Tag Archives: Meltdown

Why Fort Calhoun & Los Alamos Should Frighten Us

If there’s one thing we should have learnt from Japan’s Fukushima nuclear disaster, it is that governments and nuclear plant owners don’t tell the truth lie.

In Japan’s case, the authorities waited until nearly 3 months after the post-quake tsunami damaged the Fukushima Daiichi nuclear power plant, to finally tell the truth. Not one (as previously said), but all three of the plant’s damaged reactors had experienced a meltdown.

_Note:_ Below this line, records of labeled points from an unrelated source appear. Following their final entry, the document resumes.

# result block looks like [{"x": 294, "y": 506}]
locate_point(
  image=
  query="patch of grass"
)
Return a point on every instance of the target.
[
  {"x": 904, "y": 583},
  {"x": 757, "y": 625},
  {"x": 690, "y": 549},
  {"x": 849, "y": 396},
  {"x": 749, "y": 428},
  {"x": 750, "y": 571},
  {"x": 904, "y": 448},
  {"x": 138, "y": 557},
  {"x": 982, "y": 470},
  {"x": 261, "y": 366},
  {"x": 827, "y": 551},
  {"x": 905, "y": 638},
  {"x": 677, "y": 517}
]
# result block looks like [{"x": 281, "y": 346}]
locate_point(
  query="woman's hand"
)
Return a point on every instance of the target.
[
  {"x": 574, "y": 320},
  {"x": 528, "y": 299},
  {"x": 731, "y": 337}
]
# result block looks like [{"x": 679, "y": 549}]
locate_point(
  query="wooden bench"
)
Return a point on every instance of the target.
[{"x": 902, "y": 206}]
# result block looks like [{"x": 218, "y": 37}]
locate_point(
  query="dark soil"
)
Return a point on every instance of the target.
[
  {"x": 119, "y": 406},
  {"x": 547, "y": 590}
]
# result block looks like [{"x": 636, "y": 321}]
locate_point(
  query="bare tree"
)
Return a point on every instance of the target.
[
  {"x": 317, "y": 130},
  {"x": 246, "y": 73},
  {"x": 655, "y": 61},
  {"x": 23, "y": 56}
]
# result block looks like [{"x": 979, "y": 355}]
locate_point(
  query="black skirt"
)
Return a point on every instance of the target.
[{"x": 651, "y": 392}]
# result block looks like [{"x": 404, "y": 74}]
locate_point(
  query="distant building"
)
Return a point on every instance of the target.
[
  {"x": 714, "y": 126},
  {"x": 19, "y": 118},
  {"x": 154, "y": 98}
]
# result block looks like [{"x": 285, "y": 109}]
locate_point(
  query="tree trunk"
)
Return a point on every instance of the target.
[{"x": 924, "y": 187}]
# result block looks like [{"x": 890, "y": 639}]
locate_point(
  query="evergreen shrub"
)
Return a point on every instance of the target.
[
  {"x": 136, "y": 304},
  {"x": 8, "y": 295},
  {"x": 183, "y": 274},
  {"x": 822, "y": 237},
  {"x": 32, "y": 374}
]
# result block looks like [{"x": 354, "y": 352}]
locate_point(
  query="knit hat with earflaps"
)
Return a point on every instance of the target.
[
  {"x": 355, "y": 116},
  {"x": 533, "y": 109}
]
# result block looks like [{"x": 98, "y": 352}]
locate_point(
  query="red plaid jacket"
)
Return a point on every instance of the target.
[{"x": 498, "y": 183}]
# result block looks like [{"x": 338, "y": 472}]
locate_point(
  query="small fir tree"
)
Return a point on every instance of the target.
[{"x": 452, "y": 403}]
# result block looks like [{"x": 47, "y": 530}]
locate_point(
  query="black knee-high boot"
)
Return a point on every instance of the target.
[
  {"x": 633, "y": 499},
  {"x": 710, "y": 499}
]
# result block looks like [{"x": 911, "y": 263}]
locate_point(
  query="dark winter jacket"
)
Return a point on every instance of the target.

Here in the United States, we are being told by the authorities that, despite the flooding of the Missouri River and the raging Las Conchas wildfire, the Fort Calhoun Nuclear Power Plant in Nebraska and the Los Alamos Nuclear Lab in New Mexico are both okay. But we have good reasons to be concerned.

Let’s look at Los Alamos first.

The Las Conchas wildfire in the Santa Fe National Forest began last Sunday only THREE MILES from Los Alamos, where one of America’s two nuclear-weapons producing lab is located.

As of 10 a.m. today, only 3% of the wildfire has been contained, according to the New Mexico Fire Information website. We are assured that no wildfire has reached the Los Alamos Laboratory property, and that 7 high-volume air monitors placed along the lab’s boundaries all come in “clean.”

But physicist Michio Kaku tells ABC News why he’s concerned  about the fire at Los Alamos. That’s because around 20,000 to 30,000 barrels of plutonium contaminated waste (everything from gloves to fuel rods) is stored at the lab. Kaku explains: “Plutonium is one of the most toxic particles known to science. A particle you can’t even see lodged in your lungs could cause lung cancer. What we’re worried about is what happens when the fires go right into these buildings and perhaps pop open some of these 55-gallon drums.”

Although Los Alamos National Lab officials said dangerous materials in the lab are secure and do not pose a threat, Kaku warns that no one has ever fully tested the lab under real fire conditions. “What happens if the fire spreads to the very heart of the laboratory? At that point, we have to cross our fingers hoping that ‘secure sites’ remain secure.” [See the video of Kaku by clicking HERE]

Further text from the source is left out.